When studying postoperative complications one can note a significantly lower number of them overall after radical minimally invasive operations, How at puncture-drainage, endovideosurgical, and minilaparotomic (total 6.3%), compared to traditional ones (19.7%).
The lowest number of postoperative complications (3.8%) is observed when performing puncture-drainage operations, despite the fact that these interventions were carried out patients with the highest degree of surgical and anesthetic risk (P4).
Table 2. The effectiveness of various methods of surgical treatment of acute cholecystitis (M±m)
     
Taking into account the severity of patients with acute cholecystitis according to the ASA scale, an algorithm for surgical treatment has been developed. In the absence of peritonitis and when evaluating the patient's condition as P4, radical surgery, taking into account the severity of patients with acute cholecystitis in accordance with the ASA scale, determined the most optimal method of surgical treatment. In the absence of peritonitis and when evaluating the patient's condition as P4, radical surgery is accompanied This carries an extremely high risk. Therefore, it is advisable to limit decompressive interventions to percutaneous transhepatic interventions (PTTIs), such as percutaneous transhepatic cholangiopancreatography (PTCA), or percutaneous transhepatic cholangiopancreatography (PTCA). In these patients, if obstructive jaundice due to choledocholithiasis is present, endoscopic stenting (EPS) is indicated after gallbladder decompression. This approach combines the benefits of both techniques, alleviating inflammation in the gallbladder and successfully resolving jaundice.

4. Conclusions

1. Puncture-drainage interventions under ultrasound control in acute cholecystitis in patients with high surgical-anesthetic risk (P4) allow in 67.9% of cases to prepare patients for radical surgery (with a reduction in the risk class to P2, P3) using a minimally invasive laparoscopic method, and in 32.1% cases are final method treatment.
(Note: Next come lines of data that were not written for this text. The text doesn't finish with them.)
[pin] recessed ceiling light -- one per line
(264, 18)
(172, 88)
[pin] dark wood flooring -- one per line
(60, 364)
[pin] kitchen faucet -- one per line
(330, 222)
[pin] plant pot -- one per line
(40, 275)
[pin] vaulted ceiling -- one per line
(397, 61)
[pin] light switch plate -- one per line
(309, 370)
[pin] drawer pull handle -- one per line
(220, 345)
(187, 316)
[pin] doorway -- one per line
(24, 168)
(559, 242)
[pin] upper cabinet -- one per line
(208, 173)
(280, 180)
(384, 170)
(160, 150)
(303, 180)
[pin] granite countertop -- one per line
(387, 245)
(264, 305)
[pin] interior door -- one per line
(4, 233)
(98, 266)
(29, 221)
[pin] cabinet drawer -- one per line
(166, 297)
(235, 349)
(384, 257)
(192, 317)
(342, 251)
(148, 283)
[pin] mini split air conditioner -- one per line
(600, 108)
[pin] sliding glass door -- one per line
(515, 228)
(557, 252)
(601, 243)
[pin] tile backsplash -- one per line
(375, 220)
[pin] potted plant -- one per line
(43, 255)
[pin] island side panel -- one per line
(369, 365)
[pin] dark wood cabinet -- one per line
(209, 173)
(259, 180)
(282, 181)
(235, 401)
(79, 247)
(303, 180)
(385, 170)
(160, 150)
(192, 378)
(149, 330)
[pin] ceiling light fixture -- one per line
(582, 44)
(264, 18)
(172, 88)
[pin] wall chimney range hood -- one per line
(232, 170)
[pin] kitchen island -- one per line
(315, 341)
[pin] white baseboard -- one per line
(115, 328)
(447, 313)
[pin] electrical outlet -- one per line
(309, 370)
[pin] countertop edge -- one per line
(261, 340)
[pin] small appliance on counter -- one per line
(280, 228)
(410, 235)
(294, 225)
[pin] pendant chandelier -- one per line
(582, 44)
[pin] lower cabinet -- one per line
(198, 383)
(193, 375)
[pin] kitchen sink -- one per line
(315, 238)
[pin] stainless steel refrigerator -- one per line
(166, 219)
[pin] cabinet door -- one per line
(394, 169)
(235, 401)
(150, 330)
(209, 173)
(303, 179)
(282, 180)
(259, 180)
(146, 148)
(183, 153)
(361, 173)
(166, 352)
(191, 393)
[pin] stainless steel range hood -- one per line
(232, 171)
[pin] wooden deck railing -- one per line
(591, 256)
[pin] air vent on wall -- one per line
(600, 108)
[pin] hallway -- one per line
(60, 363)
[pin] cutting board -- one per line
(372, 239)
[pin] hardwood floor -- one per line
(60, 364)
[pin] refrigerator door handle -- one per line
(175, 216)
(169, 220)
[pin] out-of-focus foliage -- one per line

2. The use of minimally invasive puncture-drainage, laparoscopic and endoscopic techniques taking into account the surgical and anesthetic risk according to ASA, APACHE II and the Charlson comorbidity index, allows for timely implementation of necessary treatment procedures, reducing the number of postoperative complications from 19.7% to 6.4%, postoperative mortality from 6.7% to 1.9%, A Also reduce deadlines stationary treatment V average on 5.5 bed- day.